The story is a codebase
I’ve been using Obsidian to write a story, partly for fun, partly as a de-stresser, but also to try my hand at a different form of writing. And one feature that I adore is the graph view which shows the relationships between your documents.
So in each Obsidian doc, you can add links to another like this:
[[Jupiter]] was a demi-god that befriended old [[Ansel]].
The more links you add, the more the graph view will swarm with connections, like this:
Graph views like this aren’t handy for writing blog posts or essays, and I don’t usually like mind maps of things because they’re a bad way of organizing information. In fact, they kinda stress me out. But for writing fiction and stories this view is super handy. I can see where two characters aren’t connected or where a scene just sits out there in the void, disconnected from all other characters and events and plot points.
So I’ve been using this graph view once every so often to help me connect the dots. Each character should have some connection to every other in some form and this is a quick way to notice storytelling gaps. But this view is also helpful for me to not just write the story from start to finish, get mad, then bail. I feel like this story is now more like a codebase, where I can pop open one section of it and tinker and tweak it. Poke it until it’s connected to the rest of the code. I can refactor this one page, this scene, this weapon, this location—without having to worry about writing everything sequentially in chapters and without having to worry about writing high fiction where everything has to be beautiful.

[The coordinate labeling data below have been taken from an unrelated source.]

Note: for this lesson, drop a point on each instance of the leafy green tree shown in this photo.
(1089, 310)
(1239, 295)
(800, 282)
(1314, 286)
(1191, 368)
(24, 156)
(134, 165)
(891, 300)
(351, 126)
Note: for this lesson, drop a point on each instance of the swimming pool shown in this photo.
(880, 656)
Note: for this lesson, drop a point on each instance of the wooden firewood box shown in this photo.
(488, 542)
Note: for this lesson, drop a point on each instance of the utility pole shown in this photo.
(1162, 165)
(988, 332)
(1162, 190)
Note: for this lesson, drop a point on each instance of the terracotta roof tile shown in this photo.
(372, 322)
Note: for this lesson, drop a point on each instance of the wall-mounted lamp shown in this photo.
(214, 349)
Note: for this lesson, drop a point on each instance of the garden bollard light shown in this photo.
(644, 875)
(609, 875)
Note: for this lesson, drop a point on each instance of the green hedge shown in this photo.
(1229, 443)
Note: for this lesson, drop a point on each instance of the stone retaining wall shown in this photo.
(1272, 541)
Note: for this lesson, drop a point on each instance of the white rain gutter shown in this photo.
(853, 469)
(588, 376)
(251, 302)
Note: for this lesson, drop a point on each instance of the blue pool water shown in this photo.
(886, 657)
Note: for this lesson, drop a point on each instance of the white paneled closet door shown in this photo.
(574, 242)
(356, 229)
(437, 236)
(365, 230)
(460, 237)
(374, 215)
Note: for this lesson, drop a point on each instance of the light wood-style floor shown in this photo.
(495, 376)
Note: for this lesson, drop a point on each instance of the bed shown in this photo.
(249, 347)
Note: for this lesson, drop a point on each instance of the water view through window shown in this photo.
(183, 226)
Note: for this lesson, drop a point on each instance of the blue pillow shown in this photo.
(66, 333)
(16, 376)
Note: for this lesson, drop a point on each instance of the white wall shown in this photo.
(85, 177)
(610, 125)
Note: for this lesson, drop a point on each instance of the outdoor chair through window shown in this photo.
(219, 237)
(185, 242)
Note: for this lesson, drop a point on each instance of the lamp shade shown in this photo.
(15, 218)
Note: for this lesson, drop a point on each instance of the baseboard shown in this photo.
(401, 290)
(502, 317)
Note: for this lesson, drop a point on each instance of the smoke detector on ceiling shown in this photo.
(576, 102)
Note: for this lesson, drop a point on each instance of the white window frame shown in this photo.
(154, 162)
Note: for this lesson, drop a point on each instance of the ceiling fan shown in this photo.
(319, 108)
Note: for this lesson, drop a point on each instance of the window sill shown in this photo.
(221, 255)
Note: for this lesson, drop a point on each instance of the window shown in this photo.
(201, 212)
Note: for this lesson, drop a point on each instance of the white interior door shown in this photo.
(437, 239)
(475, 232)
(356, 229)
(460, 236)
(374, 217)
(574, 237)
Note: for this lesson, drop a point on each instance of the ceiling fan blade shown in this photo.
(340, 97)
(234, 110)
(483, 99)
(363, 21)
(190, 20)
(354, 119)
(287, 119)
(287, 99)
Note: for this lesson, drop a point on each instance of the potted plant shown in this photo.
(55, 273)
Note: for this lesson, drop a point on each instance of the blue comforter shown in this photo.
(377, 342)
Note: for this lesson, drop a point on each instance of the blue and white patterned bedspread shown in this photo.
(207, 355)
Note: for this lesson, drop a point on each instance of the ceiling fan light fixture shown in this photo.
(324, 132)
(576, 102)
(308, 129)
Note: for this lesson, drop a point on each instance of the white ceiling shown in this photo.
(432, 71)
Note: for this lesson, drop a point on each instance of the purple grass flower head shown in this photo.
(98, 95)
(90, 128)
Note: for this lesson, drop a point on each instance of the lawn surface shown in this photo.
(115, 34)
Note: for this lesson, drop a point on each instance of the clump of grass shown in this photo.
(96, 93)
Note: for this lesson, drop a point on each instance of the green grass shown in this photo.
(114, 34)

In fact, with the graph view, I feel like I’m free now to write absolute junk. And this is vital for any creative thing! You have to feel like your mistakes won’t be judged, that there’s no one watching you write shameful, embarrassing things. Because if you have all that pressure of trying to write the next great American novel then I reckon you’re destined to fail.
All things suck before they get good—and I reckon this graph view helps me accept the suckiness of this thing whilst I work on it slowly, polishing and tweaking and refactoring it endlessly.